- Java EE 8 High Performance
- Romain Manni Bucau
- 471字
- 2021-06-30 19:14:34
CDI instrumentation
If we focus back on the Metrics library, we will find several CDI integrations. The global idea is to decorate the code with some annotation and automatically get the metrics associated with the executed code. Clearly, it will impact your code this way (using https://github.com/astefanutti/metrics-cdi for instance):
@Transactional
@ApplicationScoped
public class QuoteService {
@PersistenceContext
private EntityManager entityManager;
@Timed(name = "create")
public Quote create(final Quote newQuote) {
entityManager.persist(newQuote);
entityManager.flush();
return newQuote;
}
}
The @Timed annotation will automatically wrap the method execution in a Metrics timer and will therefore provide the statistics about the execution time of the method. The relevant code of the interceptor associated with the @Timed annotation is very close to this logic:
private Object onInvocation(InvocationContext context) throws Exception { Timer.Context time = findTimer(context).time(); try { return context.proceed(); } finally { time.stop(); } }
This is exactly what we want to achieve but it has one trap we didn't think about yet: the exception handling.

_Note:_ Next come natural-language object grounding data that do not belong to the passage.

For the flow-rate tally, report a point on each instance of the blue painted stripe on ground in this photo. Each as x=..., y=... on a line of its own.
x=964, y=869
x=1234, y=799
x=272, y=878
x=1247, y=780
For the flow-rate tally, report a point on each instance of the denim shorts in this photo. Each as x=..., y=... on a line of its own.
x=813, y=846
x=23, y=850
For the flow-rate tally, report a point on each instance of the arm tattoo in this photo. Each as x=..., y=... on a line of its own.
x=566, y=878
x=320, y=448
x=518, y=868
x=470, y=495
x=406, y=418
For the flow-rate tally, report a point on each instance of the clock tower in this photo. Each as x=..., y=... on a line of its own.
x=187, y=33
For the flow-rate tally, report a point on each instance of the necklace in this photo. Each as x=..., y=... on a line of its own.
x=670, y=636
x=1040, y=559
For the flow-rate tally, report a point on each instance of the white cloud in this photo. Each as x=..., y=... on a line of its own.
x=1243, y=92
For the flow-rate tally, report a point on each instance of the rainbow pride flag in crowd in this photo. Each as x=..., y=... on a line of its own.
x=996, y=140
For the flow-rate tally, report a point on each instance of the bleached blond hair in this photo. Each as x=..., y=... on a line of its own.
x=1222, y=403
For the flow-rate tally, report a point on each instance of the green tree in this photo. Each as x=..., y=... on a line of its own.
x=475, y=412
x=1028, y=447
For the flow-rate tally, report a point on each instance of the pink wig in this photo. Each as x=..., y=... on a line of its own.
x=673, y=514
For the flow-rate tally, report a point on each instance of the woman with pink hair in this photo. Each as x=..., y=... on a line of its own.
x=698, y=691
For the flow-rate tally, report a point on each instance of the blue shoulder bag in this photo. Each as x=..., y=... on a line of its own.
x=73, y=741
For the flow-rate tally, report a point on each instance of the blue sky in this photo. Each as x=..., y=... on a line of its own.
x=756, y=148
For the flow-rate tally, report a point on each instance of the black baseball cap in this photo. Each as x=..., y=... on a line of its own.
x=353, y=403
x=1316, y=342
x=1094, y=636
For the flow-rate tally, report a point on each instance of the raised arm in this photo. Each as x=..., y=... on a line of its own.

To understand this point, we can compare the code used in the retired project (called Apache Sirona), which had the following differently implemented feature:
protected Object doInvoke(final InvocationContext context) throws Throwable {
final Context ctx = before(context);
Throwable error = null;
try {
return proceed(context);
} catch (final Throwable t) {
error = t;
throw t;
} finally {
if (error == null) {
ctx.stop();
} else {
ctx.stopWithException(error);
}
}
}
What is important to see here is that the code path changes in the case of an exception. In terms of statistics, this implies that failures will have a different marker from successful calls in the metrics report. This is important to notice because the execution time of a failure is rarely comparable to a success, even for simple methods. Let's take a simple finder example from our quote manager application and observe this. Here is the line we will investigate:
entityManager.find(Quote.class, id)
A normal call with a valid ID will be around 6 to 7 ms (on my reference machine, with my personal configuration). The EntityManager#find method can take any type for the identifier, so if we pass a wrong type (such as String instead of long ) then the call should compile and execute. Eclipselink will complain with an exception but the performance impact is something interesting: 0 ms! Indeed, this example is very extreme and is a bug, but if you have some rate limiting on an endpoint or some sanity checks at the beginning of the methods, the same impact can be observed.
This means that if the framework you are using is putting all the invocations (with errors or not) in the same bucket, you can have a very good performance but a very slow application, since the average of the success/failure makes the figures look good.